I'm a bit late but...
#include <cstdint>
#include <cstdio>
#include <tuple>
template<uint64_t data, int8_t test_bit= sizeof(data)-1>
struct getMinimalByteSize{
    using type= typename std::conditional< (bool)(data & (uint64_t)0xFFL << (test_bit*8)),
        typename std::tuple_element_t<test_bit, std::tuple<uint8_t, uint16_t, uint32_t, uint32_t, uint64_t, uint64_t, uint64_t, uint64_t>>,
        typename getMinimalByteSize<data, test_bit - 1>::type>::type;};
template<uint64_t data>
struct getMinimalByteSize<data, -1>{using type = uint64_t;};
int main()
{
  static_assert(sizeof(getMinimalByteSize<0x0>::type)==8);
  static_assert(sizeof(getMinimalByteSize<0xFF>::type)==1);
  static_assert(sizeof(getMinimalByteSize<0xFFF>::type)==2);
  static_assert(sizeof(getMinimalByteSize<0xFFFFF>::type)==4);
  static_assert(sizeof(getMinimalByteSize<0xFFFFFFFFF>::type)==8);
}
The difference with all the other methods is on the testing.
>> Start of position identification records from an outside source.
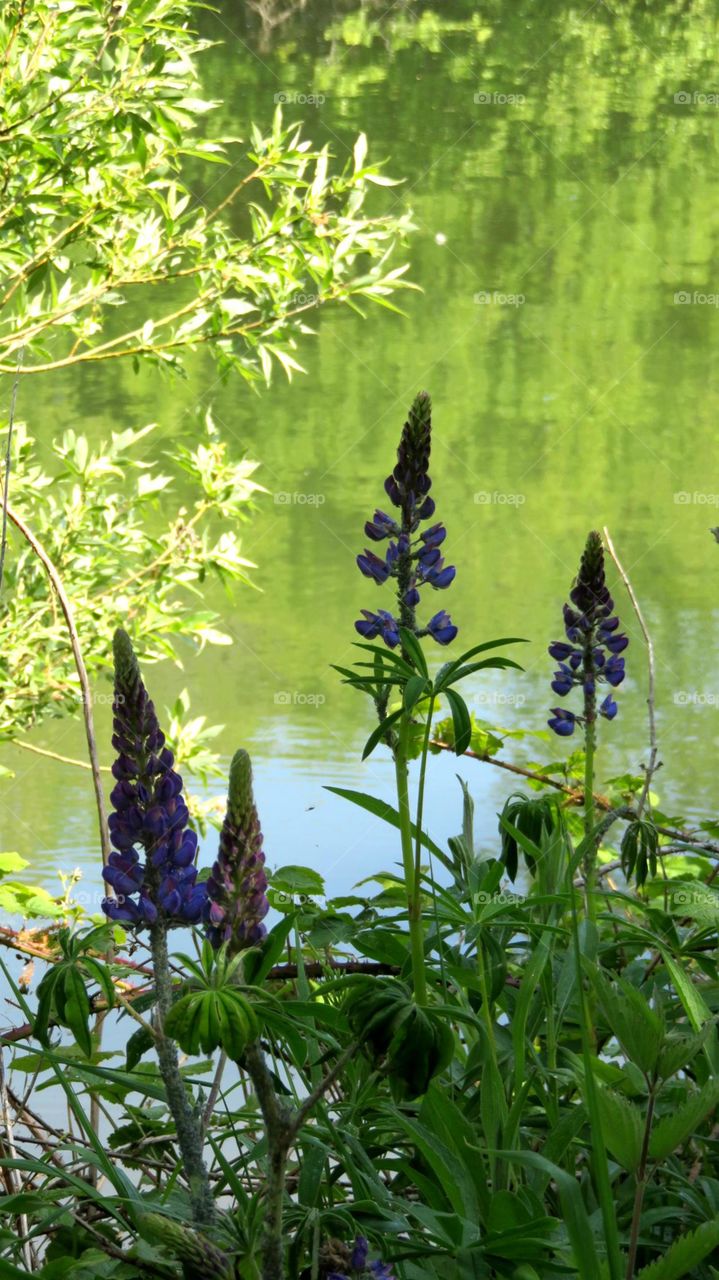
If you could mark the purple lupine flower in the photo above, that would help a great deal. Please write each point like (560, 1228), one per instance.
(360, 1253)
(237, 901)
(442, 627)
(412, 558)
(355, 1262)
(591, 653)
(149, 813)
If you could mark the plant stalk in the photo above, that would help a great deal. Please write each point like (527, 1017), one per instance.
(188, 1124)
(411, 878)
(640, 1189)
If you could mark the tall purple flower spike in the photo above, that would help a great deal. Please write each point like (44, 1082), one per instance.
(237, 903)
(342, 1262)
(413, 560)
(149, 814)
(590, 656)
Instead of testing if the value is bigger than the biggest number possible given N bits, it goes byte for byte, testing if it is the last (most significant) non zero byte. If it is, then this is the minimal number of bits needed. Lastly we use a hand made list to fix the fact that there are not 24, 48, 56 bit integers defined in C++.
This is how this template metaprogram would look as a simple C function:
#include <stddef.h>
int tuple_element_t[]={8,16,32,32,64,64,64,64,64};
int getMinimalByteSize(uint64_t data, int8_t first_hi_byte = sizeof(data)-1){
    if (!data) return 0;
    /* Does the N bit of test is set? If so, we are done*/
    if (data &  (uint64_t)0xFFL << (first_hi_byte*8))
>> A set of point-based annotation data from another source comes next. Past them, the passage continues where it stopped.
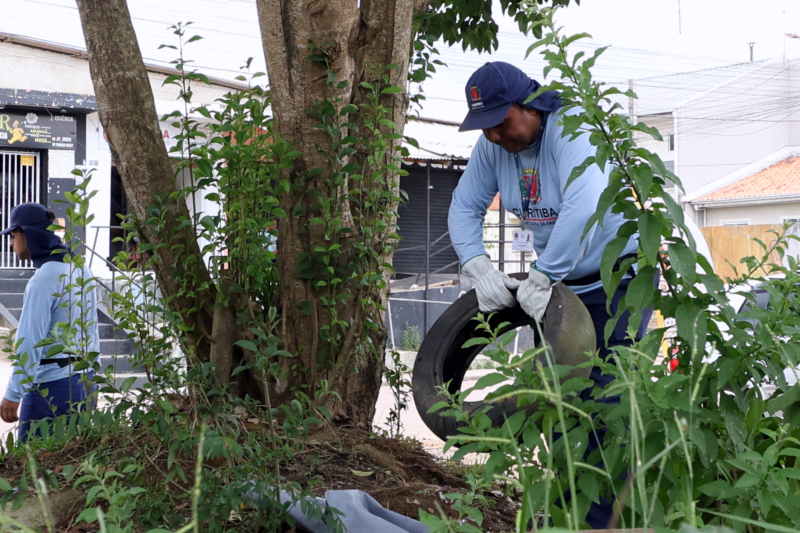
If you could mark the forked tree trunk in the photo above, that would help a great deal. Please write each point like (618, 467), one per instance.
(128, 114)
(354, 35)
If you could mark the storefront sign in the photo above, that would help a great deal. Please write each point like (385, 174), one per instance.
(38, 130)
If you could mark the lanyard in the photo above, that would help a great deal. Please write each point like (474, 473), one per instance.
(526, 186)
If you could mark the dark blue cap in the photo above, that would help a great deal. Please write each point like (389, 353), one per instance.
(27, 215)
(493, 88)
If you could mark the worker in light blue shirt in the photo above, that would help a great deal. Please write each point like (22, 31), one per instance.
(524, 156)
(55, 309)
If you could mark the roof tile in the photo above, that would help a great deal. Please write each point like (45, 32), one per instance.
(780, 178)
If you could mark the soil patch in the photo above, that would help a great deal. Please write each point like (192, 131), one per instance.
(398, 473)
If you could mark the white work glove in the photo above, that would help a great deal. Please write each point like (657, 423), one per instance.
(534, 293)
(491, 286)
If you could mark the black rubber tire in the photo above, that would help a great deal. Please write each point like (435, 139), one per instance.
(567, 326)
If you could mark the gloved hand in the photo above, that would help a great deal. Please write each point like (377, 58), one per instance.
(534, 293)
(491, 286)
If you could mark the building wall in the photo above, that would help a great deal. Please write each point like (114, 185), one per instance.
(22, 67)
(732, 126)
(665, 124)
(412, 220)
(752, 215)
(26, 68)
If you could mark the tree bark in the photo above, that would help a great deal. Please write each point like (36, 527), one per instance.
(353, 37)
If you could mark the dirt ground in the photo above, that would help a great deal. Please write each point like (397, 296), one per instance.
(399, 473)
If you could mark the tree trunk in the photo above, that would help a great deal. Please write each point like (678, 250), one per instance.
(127, 112)
(352, 38)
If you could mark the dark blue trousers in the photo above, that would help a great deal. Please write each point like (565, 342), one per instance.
(61, 399)
(595, 302)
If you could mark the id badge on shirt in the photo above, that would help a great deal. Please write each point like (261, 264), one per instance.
(522, 241)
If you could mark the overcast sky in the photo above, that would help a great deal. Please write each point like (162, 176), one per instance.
(647, 37)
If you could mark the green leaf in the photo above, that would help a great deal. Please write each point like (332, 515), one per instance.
(734, 420)
(165, 405)
(692, 326)
(587, 482)
(650, 235)
(719, 489)
(747, 481)
(87, 515)
(475, 341)
(489, 380)
(641, 290)
(392, 90)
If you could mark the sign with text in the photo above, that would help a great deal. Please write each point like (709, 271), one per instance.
(38, 130)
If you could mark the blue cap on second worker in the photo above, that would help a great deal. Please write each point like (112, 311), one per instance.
(493, 88)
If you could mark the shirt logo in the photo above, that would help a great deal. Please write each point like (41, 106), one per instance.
(530, 182)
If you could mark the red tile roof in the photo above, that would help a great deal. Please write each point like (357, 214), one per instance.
(781, 178)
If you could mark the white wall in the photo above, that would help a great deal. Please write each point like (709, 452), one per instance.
(26, 68)
(730, 127)
(756, 214)
(98, 161)
(22, 67)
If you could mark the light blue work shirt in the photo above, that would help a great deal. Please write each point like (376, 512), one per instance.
(559, 216)
(46, 304)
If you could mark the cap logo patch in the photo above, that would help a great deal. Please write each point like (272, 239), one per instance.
(475, 93)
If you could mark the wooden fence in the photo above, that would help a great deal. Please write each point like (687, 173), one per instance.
(732, 243)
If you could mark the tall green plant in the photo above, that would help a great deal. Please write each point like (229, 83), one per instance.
(714, 443)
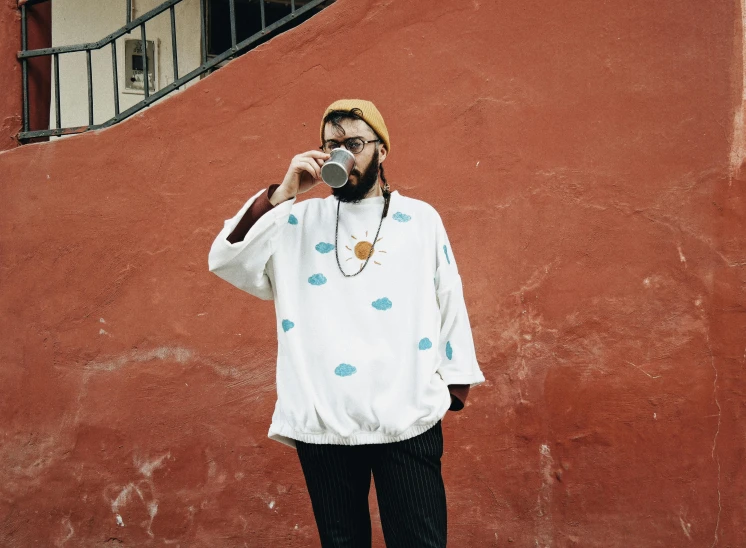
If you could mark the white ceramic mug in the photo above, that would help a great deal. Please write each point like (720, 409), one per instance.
(336, 170)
        return tuple_element_t[first_hi_byte];
    else/*Else, we tray with the next bit*/
        return getMinimalByteSize(data, first_hi_byte-1);}
Don't worry if you don't see it the first time, give yourself time . I've being working on AVRs for more than 10 years, in a platform where every byte counts. If you understand it in less than those 10 years, you already beat my.